A macroscale nanorobot aggregate might cause luminal vascular ulceration by prolonged mechanical pressure against intimal tissues, similar to pressure necrosis or epithelial pressure ulcers (Section The symptoms might appear similar to the inflammatory condition of necrotizing vasculitis, whose cause is unknown but is probably usually related to autoimmune factors [5598]. Prolonged pressure could induce apoptosis. For example, mechanical stretch induces apoptosis in mammalian cardiomyocytes [3902] and hypertension caused by hydrostatic edema can induce apoptosis in capillary endothelial cells [3820]. Another example of mechanical ulceration, though not, strictly speaking, within a vascular lumen, is IUD-induced metrorrhagia [3903] (nonmenstrual uterine bleeding), wherein the intrauterine device elicits a vascular reaction that is most pronounced in the endometrium adjacent to the device. This reaction includes increased vascularity and degeneration with defect formation, which may lead to interstitial hemorrhage due to vascular damage from mechanical stress transmitted by the IUD through the endometrium to its vascular network [3903].

Except in unusual cases [3904], indwelling catheters can rest snugly against the vascular walls without complication for long periods of time – common recommendations that indwelling lines should be changed every 2-7 days [5599] are motivated by the ever-increasing risk of bacterial infection over time, not by the risk of vascular ulceration. A biological-like interface would further reduce the chances for nanorobotic-related ulceration in longer-term medical missions involving permanent or semi-permanent implants. In one study, a stented aortic graft was placed endovascularly inside the native aorta of male sheep, and a histological examination 6 months later found good incorporation of the graft with no pressure necrosis, although there was a foreign body reaction around the graft and an organized blood clot was noted between the graft and the aortic wall [3905]. (C. Wiley notes these are now in fairly common use in humans for repairing abdominal aortic aneurysms.) A few possible cases of vascular ulceration are also known – e.g., a chronic indwelling catheter that led to erosion and rupture of the anterior wall of the right ventricle, producing a near-exsanguinating hemorrhage [3933] (far more serious than traditional cardiac tamponade).

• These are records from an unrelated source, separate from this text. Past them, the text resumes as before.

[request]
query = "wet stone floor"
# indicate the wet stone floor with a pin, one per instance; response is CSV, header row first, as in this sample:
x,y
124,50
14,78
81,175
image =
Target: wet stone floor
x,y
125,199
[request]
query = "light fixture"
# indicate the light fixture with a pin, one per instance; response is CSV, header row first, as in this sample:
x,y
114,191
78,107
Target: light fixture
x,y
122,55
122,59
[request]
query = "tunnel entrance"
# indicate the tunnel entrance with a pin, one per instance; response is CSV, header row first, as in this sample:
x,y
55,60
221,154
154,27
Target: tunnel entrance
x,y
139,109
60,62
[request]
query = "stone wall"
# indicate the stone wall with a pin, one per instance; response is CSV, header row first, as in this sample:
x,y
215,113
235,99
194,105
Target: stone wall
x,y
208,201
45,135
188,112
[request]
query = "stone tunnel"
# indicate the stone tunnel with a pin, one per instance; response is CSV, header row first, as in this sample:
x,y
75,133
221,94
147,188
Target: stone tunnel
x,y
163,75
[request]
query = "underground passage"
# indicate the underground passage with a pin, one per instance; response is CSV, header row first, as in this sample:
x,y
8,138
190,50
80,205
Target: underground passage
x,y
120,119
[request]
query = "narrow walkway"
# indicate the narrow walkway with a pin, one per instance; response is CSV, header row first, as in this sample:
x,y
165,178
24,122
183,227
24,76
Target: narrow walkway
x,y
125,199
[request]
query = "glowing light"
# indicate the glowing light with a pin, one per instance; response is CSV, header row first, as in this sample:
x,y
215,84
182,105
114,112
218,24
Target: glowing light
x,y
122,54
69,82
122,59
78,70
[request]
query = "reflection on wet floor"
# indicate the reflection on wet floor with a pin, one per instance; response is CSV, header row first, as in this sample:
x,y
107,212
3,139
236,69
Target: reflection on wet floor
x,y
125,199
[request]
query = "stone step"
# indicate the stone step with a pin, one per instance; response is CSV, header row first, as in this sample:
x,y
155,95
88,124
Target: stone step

Ideally, long-duration nanorobotic organs or nanoaggregates that must maintain close contact with endothelium should employ a mechanically compliant coating having properties similar to extracellular matrix. All such linkages should be not just immunocompatible but also mechanocompatible, possessing an elasticity or mechanical compliance [3906] equivalent to the underlying tissue to which attachment must be secured. Compliance design may include assessments of: (1) circumferential compliance (measurement of changes in vessel diameter over a complete cardiac cycle, including pressure-radius curves [3907], dynamic compliance [3908], and mechanical hysteresis effects) [3906]; (2) longitudinal compliance (elasticity of selected lengths of the vascular system, including any localized stiffening) [3909]; (3) tubular compliance (imparity of elasticity between a prosthetic conduit and the native artery, elastic energy reservoiring, and pulsatile energy losses due to interfacial impedance mismatches) [3910]; and (4) anastomotic compliance (suture line anastomotic compliance mismatch and the para-anastomotic hypercompliance zone [3911, 3912], localized regions of excessive mechanical stress [3913-3915], and cyclic stretch effects on replication of vascular SMC and extracellular matrix [3914, 3917]). A mismatch in mechanical properties between relatively compliant arteries and less-compliant metallic stents [3918] and tissue grafts has been thought to influence patency [3913] and pseudointimal hyperplasia [3914-3916]. Larger more central arteries are more compliant than the distal small-caliber arteries [3919]. Wall shear stress from blood flow differs on either side of a curving vessel and the stress is out of phase with the pulsing circumferential stretch strain [3920]. Significant compliance mismatch between host artery and prosthetic graft may promote subintimal hyperplasia [3911].